The daughter of one of five Hong Kong booksellers who went missing late last year has called on US authorities to help end her father's "unofficial and illegal" detention in China.
Four booksellers working for a Hong Kong publishing house which specialised in gossipy works about Chinese leaders went missing from various locations in October, with another disappearing at the end of December. They all reappeared eventually in mainland China.
The disappearances fuelled growing unease in Hong Kong over the erosion of freedoms in the semi-autonomous city, which was handed back to China from Britain in 1997.
"It has now been eight months since my father and his colleagues were taken into custody. I still haven't been told where he is, how he's been treated, or what his legal status is," Angela Gui said at a US congressional hearing Tuesday in Washington DC.

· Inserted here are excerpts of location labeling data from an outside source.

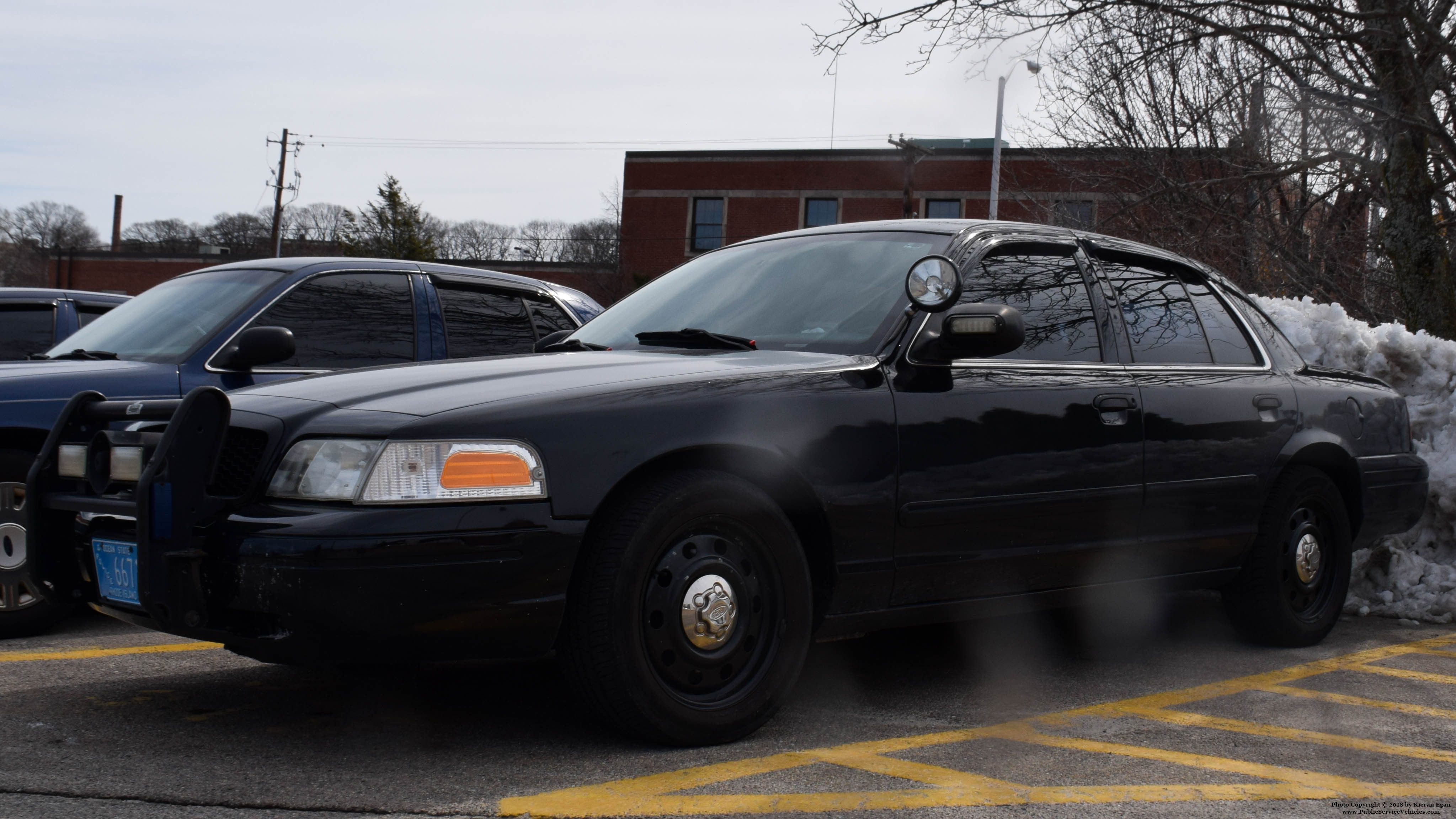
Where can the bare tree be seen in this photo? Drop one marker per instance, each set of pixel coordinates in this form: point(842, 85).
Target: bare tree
point(1209, 155)
point(477, 241)
point(162, 236)
point(241, 232)
point(50, 225)
point(1381, 75)
point(318, 222)
point(31, 233)
point(592, 242)
point(542, 241)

Her father Gui Minhai, a Swedish national and co-owner of the Mighty Current publishing company, failed to return from a holiday in Thailand in October.

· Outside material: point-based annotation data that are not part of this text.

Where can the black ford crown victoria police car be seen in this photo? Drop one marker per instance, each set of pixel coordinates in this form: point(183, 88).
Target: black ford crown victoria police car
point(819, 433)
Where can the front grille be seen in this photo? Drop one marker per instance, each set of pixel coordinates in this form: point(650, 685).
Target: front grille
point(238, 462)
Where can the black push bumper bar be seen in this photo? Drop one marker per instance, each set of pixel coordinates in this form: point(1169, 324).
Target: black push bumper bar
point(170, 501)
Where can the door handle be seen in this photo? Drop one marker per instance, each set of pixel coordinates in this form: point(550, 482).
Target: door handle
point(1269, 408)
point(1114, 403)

His "unofficial and illegal" detention "is especially shocking in light of the fact that my father held Swedish and only Swedish citizenship", she told the Congressional-Executive Commission on China.
Three other booksellers disappeared on the mainland and one went missing from Hong Kong itself.

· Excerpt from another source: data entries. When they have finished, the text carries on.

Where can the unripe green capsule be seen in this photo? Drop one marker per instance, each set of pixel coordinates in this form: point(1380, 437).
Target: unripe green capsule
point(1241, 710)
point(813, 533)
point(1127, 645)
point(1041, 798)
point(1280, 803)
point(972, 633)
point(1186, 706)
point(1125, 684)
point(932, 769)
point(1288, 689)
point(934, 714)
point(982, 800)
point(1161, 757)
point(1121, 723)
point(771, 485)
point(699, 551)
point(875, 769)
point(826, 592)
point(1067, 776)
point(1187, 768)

Gui mysteriously re-emerged on state broadcaster CCTV in January, and said he had returned to China to "take legal responsibilities" for killing a college student in a car accident 11 years earlier.
In another televised confession in February, he said he tried to smuggle illegal books into China.
Angela Gui said she wanted "the US to take every opportunity to ask China for information on my father's status as well as urge that he be freed immediately".
Swedish authorities have said they were "quite concerned" about the incident and have called for more openness from Chinese authorities.
Three other booksellers -- Cheung Chi-ping, Lui Por and Lam Wing-kee -- have blamed the company's illegal book trade on Gui.
All four are under criminal investigation on the mainland.
The fifth bookseller, Lee Bo, has said he travelled to China to assist with the investigation and returned to Hong Kong in March.
The disappearance of Lee Bo, who went missing from Hong Kong, raised fears that Chinese security authorities were operating in Hong Kong in violation of the city's laws.
Britain and other nations have spoken out about Lee's case. Britain said it believed he was "involuntarily removed to the mainland" in what it called a "serious breach" of the handover agreement.
The handover deal allows Hong Kong to keep its special rights and freedoms for 50 years, but there are fears that such freedoms are being eroded.